The U.S. Court of Appeals for the Sixth Circuit gave short shrift to an employer’s argument that it should not have to respond to a subpoena from the Equal Employment Opportunity Commission because the time that it would take employees to find responsive documents was an undue burden.

In EEOC v. Ferrellgas, L.P. , an employee filed an EEOC charge of discrimination against her employer. As part of its investigation into the charge, the EEOC served several requests for information (RFI), followed by several subpoenas (although not clear from the opinion, the EEOC typically only serves subpoenas when the employer has not provided the requested documents in response to an RFI). The employer objected to the subpoena as unduly burdensome, among other things. Specifically, the employer asserted that it would take 700-1500 employee hours to review and identify responsive documents, and it refused to provide the documents. At the EEOC’s request, a federal district court ordered the subpoena to be enforced. The employer then appealed the order.

The Sixth Circuit affirmed the order of enforcement. It reiterated that whether a subpoena is overly burdensome is a fact-intensive inquiry depending on what is sought and the difficulty faced by the employer, with the employer bearing the obligation of establishing the undue burden. The Sixth Circuit observed that, “Assessing whether the burden of compliance is undue is a comparative exercise; what is unduly burdensome to a small business with a handful of employees may not be unduly burdensome to a Fortune 500 company.” The Sixth Circuit noted that the employer here offered no baseline against which it could compare the estimated response time to determine whether the burden was undue. It also stated, “Merely pointing out that compliance with the subpoena will divert employee attention from ordinary tasks is insufficient – if that were enough, then nearly every EEOC subpoena would fail.” The Sixth Circuit acknowledged that compliance would require significant time and effort, but the employer was required to provide “some metric of how significant that time and effort is.”

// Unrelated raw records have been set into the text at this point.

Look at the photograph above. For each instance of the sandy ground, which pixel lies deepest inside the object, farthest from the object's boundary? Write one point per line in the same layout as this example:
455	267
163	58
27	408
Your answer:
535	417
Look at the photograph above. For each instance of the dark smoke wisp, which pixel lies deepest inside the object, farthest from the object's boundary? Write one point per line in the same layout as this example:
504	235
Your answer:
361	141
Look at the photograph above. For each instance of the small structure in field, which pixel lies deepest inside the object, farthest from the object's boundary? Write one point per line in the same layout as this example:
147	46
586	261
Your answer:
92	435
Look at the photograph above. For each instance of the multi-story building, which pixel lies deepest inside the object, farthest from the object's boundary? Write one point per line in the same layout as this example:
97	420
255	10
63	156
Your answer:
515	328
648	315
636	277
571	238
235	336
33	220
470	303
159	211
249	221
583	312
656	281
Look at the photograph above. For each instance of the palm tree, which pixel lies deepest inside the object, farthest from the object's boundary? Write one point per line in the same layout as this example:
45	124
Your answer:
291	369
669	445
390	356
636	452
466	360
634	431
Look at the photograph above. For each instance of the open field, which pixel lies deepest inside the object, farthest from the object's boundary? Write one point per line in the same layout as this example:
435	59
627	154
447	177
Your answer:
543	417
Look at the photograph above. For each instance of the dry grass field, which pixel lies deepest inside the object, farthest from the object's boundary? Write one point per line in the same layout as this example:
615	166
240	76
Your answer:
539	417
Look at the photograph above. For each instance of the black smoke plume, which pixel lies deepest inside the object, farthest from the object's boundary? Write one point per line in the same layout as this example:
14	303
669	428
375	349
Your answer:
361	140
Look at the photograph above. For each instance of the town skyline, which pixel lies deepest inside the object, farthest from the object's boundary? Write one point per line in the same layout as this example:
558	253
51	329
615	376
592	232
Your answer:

What this means for employers (and their attorneys) facing an EEOC investigation is to be thoughtful about responding to RFIs in the first instance. And if the EEOC serves a subpoena, be prepared to spend significant time and effort in responding to it – a court will likely not find the subpoena to be unduly burdensome unless the employer can demonstrate, relative to its size and resources, that the compliance cost and effort seriously disrupts normal operations.